Dropping the ball: 8 pretenders to Dick Clark’s New Year’s Eve throne

1. Jamie Kennedy (2012)
For decades, Dick Clark’s New Year’s Rockin’ Eve on ABC was the default broadcast playing in the background while America drank itself into a stupor. Clark, who died last year, knew how to hit the sweet spot of a New Year’s Eve broadcast: His show had to be tame enough that it wouldn’t distract from viewers’ own festivities, but it also had to capture enough New Year’s Eve excitement to make couch potatoes feel like they were in on the fun. When other performers emcee their own December 31 TV extravaganzas, they often end up showing that Clark’s job was harder than it looked. Few hosts, though, have matched Jamie Kennedy’s spectacular failure on the Orange County station KDOC last year. The entire cast and crew appeared to have gotten their drink on before the show started (and it’s probably charitable to assume that alcohol was the only drug involved). Kennedy had only intermittent awareness that he was appearing on live television, probably because his stage manager, by his own accounting, was missing in action. Macy Gray performed in a groggy haze and struggled to figure out what time it was. Stretches of dead air abounded. And as the show came to a close, a fight broke out on stage. As “Auld Lang Syne” played over on ABC, Kennedy reminded the world that some auld acquaintances really should be forgot.
2. Andy Williams (1984)
Before there was Dick Clark, there was Guy Lombardo. The original king of December 31 ushered in each TV new year from 1956 to 1976 for CBS (and on the radio before that), but the network found itself in need of a new broadcast perennial following Lombardo’s 1977 death. In 1979, it introduced Happy New Year, America, a more timely challenger to New Year’s Rockin’ Eve anchored by hosts such as Donny Osmond, Natalie Cole, and Nelson Muntz’s favorite crooner, Andy Williams.
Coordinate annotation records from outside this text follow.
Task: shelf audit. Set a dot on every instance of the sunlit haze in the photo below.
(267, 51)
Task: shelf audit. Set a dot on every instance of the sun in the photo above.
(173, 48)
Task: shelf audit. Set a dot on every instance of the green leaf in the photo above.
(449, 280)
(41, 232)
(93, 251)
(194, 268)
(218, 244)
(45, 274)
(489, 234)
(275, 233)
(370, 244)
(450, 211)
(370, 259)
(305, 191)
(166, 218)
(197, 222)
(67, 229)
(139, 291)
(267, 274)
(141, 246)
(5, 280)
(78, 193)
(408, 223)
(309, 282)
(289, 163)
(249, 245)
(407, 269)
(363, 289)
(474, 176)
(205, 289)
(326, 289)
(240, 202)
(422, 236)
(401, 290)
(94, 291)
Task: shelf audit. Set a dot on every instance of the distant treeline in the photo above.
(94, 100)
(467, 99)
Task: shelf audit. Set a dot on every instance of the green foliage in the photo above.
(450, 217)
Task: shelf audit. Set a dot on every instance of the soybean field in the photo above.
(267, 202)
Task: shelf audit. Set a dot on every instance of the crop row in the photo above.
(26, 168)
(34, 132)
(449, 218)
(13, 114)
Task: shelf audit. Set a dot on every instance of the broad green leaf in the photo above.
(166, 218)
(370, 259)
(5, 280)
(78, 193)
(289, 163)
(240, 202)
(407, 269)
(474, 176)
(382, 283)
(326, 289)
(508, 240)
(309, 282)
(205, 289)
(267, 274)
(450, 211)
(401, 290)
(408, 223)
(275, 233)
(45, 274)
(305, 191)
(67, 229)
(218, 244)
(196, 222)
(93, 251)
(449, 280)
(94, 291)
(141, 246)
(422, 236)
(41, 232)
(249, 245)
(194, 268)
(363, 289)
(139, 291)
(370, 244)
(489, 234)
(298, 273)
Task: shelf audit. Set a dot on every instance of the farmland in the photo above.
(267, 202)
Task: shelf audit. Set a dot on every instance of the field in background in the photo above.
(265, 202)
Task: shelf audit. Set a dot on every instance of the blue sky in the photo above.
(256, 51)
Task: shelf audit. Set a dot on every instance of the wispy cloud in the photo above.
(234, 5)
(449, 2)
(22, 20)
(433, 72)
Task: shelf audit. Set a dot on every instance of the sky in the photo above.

Though Williams was born only two years before Clark, their public perception and stage presence appear to come from different eras. More than a decade removed from his turn as the boyish host of The Andy Williams Show, the “Moon River” singer looked sorely out of place in the 1984 show, playing wooden straight man to Lily Tomlin’s Ernestine character and “auditioning” to back Gladys Knight as one of the Pips (themselves future Happy New Year, America hosts). Most egregiously, he committed the one hosting sin that never affected Clark, even in his later years: The party was completely out of Williams’ control.